In the first two months of this year, state lawmakers across the country have introduced 350 bills that tighten the screws on immigrant families. The proposals include provisions that increase employer sanctions, prohibit access to driver’s licenses, permit law enforcement to engage in immigration enforcement, and deny access to social services and benefits.
At the federal level, Republican and some Democratic lawmakers are trying to muscle through a vote on the SAVE Act (Secure America through Verification and Enforcement Act of 2007), a draconian measure that dramatically expands the machinery of detention and deportation and requires a national database for workplace verification, while offering hard-working immigrant families no opportunities for legalization and no reprieve.
Meanwhile, the Department of Homeland Security has been conducting its own low-intensity war against immigrants. In recent years, the number of raids, detentions and deportations has skyrocketed. According to federal statistics, about 280,000 people are currently being held for immigration violations in 15 detention centers and 400 state and local prisons across the country.
The department estimates that it will deport upwards of 200,000 people this year after rounding up people from workplace raids, door-to-door searches and through “collateral arrests,” innocent people detained in the course of serving arrest warrants to others. While some arrested and deported have undoubtedly committed criminal acts, most are victims of circumstance.
In fact, a recent study published by the Public Policy Institute of California (the state with the largest undocumented immigrant population) demonstrated that the incarceration rate of “non-citizen Mexican males” is eight times less than U.S.-born males. Overall, U.S.-born men are 10 times more likely than immigrants to be found in correctional facilities. While facts can be stubborn, they can also be ignored when inconvenient.
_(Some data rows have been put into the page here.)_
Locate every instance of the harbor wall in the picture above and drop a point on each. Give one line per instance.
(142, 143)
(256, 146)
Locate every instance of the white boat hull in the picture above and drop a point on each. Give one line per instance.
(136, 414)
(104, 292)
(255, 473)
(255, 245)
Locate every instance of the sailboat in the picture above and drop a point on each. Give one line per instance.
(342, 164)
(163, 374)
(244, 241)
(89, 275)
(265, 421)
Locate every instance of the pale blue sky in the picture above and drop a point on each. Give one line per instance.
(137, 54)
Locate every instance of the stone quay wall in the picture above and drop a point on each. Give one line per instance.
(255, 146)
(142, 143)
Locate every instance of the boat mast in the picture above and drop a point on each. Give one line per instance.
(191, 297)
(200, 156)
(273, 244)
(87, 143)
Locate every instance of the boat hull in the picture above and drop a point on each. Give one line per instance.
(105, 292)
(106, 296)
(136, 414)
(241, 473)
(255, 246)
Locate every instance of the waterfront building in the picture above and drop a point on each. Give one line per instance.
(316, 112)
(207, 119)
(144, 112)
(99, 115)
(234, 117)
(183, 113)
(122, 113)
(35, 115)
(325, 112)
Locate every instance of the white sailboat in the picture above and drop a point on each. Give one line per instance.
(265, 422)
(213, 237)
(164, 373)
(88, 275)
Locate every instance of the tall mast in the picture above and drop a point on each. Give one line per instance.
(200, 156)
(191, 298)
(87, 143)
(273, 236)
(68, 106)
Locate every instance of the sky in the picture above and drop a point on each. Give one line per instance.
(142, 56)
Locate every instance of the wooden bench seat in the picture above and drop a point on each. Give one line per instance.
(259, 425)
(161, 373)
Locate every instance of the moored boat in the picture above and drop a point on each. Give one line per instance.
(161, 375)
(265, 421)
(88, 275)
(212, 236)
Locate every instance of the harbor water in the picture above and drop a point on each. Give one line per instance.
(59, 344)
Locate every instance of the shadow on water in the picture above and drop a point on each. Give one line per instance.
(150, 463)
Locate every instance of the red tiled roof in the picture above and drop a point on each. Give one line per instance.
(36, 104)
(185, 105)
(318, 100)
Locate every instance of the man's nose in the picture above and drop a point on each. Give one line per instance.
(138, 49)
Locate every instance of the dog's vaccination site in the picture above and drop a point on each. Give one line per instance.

In such a polarized environment, where Latinos are racially profiled and immigrants are dehumanized and persecuted as “illegals,” and “criminal aliens,” the hate-filled and the weak-minded will rally to the cause in their own violent way. Only if the new generation of politicians listens to the majority — and those who stand for human rights and legalization continue to push for it — the voices of divisiveness will be truly marginalized.